• ingilizce formal yazıda yazım hataları içeren bir metinden alıntı yapılıp da belirli bir amaçla yazıdaki hatalar muhafaza edildiğinde bunun farkında olunduğunu göstermek için alıntının sonuna köşeli parantez içinde koyulan sözcük.
    örneğin: tansu çiller bugünkü konuşmasında "halüs.., hassün, hösülüs... hönsül.. halüsinasyon görüyorlar![sic]" dedi.
  • bir alıntıyı aktaranın, "elçiye zeval olmaz" demek için kullandığı latince deyiş.

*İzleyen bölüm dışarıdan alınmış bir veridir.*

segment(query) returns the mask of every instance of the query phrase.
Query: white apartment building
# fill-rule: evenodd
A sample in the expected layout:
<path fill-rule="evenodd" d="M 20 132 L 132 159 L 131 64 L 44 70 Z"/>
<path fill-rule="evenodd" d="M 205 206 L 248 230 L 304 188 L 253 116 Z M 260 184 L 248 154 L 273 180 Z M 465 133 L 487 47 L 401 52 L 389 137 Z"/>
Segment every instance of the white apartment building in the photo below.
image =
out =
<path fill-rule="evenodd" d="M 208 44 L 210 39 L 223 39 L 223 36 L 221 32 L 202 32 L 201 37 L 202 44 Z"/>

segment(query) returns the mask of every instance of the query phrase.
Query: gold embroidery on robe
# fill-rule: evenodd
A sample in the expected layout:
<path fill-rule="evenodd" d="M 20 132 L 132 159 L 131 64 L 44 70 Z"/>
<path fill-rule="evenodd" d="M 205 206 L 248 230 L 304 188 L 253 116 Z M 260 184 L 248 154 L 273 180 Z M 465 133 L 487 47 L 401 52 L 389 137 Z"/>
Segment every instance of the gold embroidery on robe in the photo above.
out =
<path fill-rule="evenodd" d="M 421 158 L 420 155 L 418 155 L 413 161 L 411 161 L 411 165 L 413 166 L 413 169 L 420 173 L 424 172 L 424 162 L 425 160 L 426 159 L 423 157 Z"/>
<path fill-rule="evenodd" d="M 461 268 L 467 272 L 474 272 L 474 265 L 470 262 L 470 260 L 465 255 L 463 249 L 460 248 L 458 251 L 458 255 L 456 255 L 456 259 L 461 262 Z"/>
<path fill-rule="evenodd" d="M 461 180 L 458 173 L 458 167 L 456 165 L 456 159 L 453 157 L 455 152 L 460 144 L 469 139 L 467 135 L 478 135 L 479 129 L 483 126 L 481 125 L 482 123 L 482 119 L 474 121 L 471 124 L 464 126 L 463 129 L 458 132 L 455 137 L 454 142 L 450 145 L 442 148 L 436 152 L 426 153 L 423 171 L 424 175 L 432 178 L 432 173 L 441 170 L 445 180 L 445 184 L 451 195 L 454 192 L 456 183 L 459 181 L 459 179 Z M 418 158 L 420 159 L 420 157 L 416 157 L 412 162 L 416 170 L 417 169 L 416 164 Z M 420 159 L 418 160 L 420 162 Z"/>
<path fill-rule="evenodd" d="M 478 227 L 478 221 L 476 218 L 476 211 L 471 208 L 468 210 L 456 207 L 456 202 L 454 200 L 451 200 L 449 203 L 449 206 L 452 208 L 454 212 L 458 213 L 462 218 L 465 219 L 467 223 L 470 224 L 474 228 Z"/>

  • yazili ingilizcede yapilan bir alintinin icerdigi imla veya gramer hatalari da aynen aktarilirsa, bunlarin sorumlulugunu orjinal kaynaga yikmak icin kullanilir. alintiyi yapanin bir nevi "ben bu kadar salak degilim elbette" deme seklidir. her imla hatasindan sonra, koseli parantez icinde italyik [sic] fonla yuazilir [sic], eger hata gramer hatasiysa konulur cumle sonunda onu [cok sic].
  • silisyum karbur veya gavurca silicon carbide
  • (bkz: backronym)
  • zamanında matematik hocamın sıkca yaptığı espiridir
    karmaşık sayılarda
    cos+isin>cis
    sin+icos>sic bu formu cis'e dönüştürmezsen sıçarsın(sic)
  • latince italic ve köşeli parantez içinde yazılan "sic" teriminin türkçe karşılığı yine italik ve [aynen böyle] olarak kullanılmaktadır.

    niye kullanıyoruz bu [*sic*] ibaresini efendim? şöyle ki:
    bir alıntı yapıyor ve gerek içeriği gerekse imlasını hatalı buluyorsak ya da yazarın bilerek ya da bilmeyerek uygun olmayan bir ifade kullandığını düşünüyorsak kendi notumuzu düşmek açısından yazıveriyoruz. hayatta kaç kere kullanılır bilemedim ama bu da böyle bir bilgi işte...
  • la oğlum heyecanlanma, bunun böyle yazılmadığını biliyorum ama alıntı yaptığım herifin ne kadar denyo olduğunu göstermek için düzeltmeden bıraktım'ın latincesi.